SB2025091823 - Multiple vulnerabilities in cPanel EasyApache4
Published: September 18, 2025
Breakdown by Severity
- Low
- Medium
- High
- Critical
Description
This security bulletin contains information about 2 secuirty vulnerabilities.
1) Out-of-bounds read (CVE-ID: CVE-2025-53859)
The vulnerability allows a remote attacker to gain access to sensitive information.
The vulnerability exists due to a boundary condition in the ngx_mail_smtp_module. A remote attacker can force the server to leak arbitrary bytes sent in a request to the authentication server.
This issue happens during the NGINX SMTP authentication process and requires the attacker to make preparations against the target system to extract the leaked data. The issue affects NGINX only if (1) it is built with the ngx_mail_smtp_module, (2) the smtp_auth directive is configured with method "none," and (3) the authentication server returns the "Auth-Wait" response header.
2) Use of insufficiently random values (CVE-ID: CVE-2025-10148)
The vulnerability allows a remote attacker to perform cache poisoning.
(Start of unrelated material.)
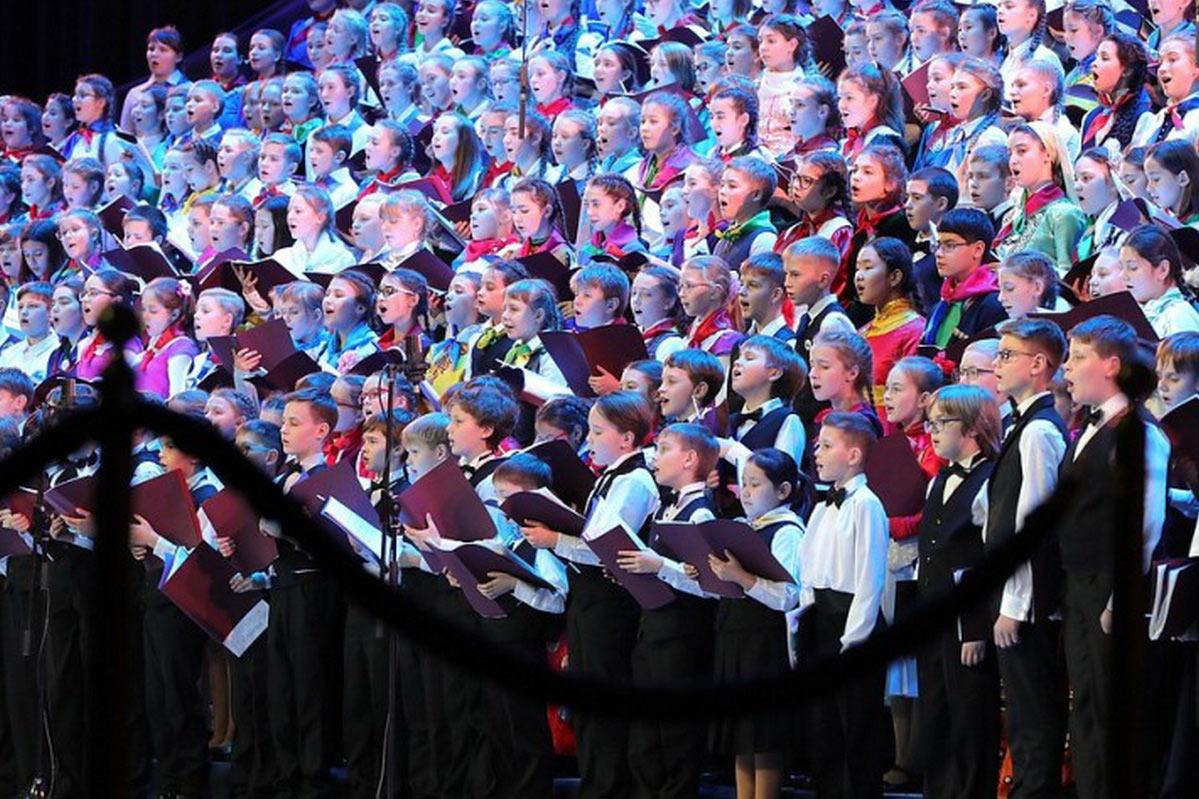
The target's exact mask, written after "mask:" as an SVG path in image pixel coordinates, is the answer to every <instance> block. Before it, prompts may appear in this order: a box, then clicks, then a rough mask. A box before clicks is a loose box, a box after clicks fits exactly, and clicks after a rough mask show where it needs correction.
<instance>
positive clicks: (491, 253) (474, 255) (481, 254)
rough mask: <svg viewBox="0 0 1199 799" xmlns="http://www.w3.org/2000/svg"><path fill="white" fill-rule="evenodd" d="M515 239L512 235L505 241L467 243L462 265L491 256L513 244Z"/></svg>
mask: <svg viewBox="0 0 1199 799" xmlns="http://www.w3.org/2000/svg"><path fill="white" fill-rule="evenodd" d="M516 240H517V239H516V236H514V235H511V236H508V238H507V239H483V240H482V241H468V242H466V250H465V251H464V254H463V263H464V264H469V263H471V262H474V260H478V259H480V258H483V257H484V256H492V254H494V253H496V252H499V251H500V250H502V248H504V247H507V246H508V245H510V244H512V242H514V241H516Z"/></svg>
The vulnerability exists due to the websocket code does not update the 32 bit mask pattern for each new outgoing frame as the specification says.Instead it used a fixed mask that persisted and was used throughout the entire connection. As a result, a malicious server can induce traffic between the two communicating parties that can be interpreted by an involved proxy and poison cached content.
Remediation
Install update from vendor's website.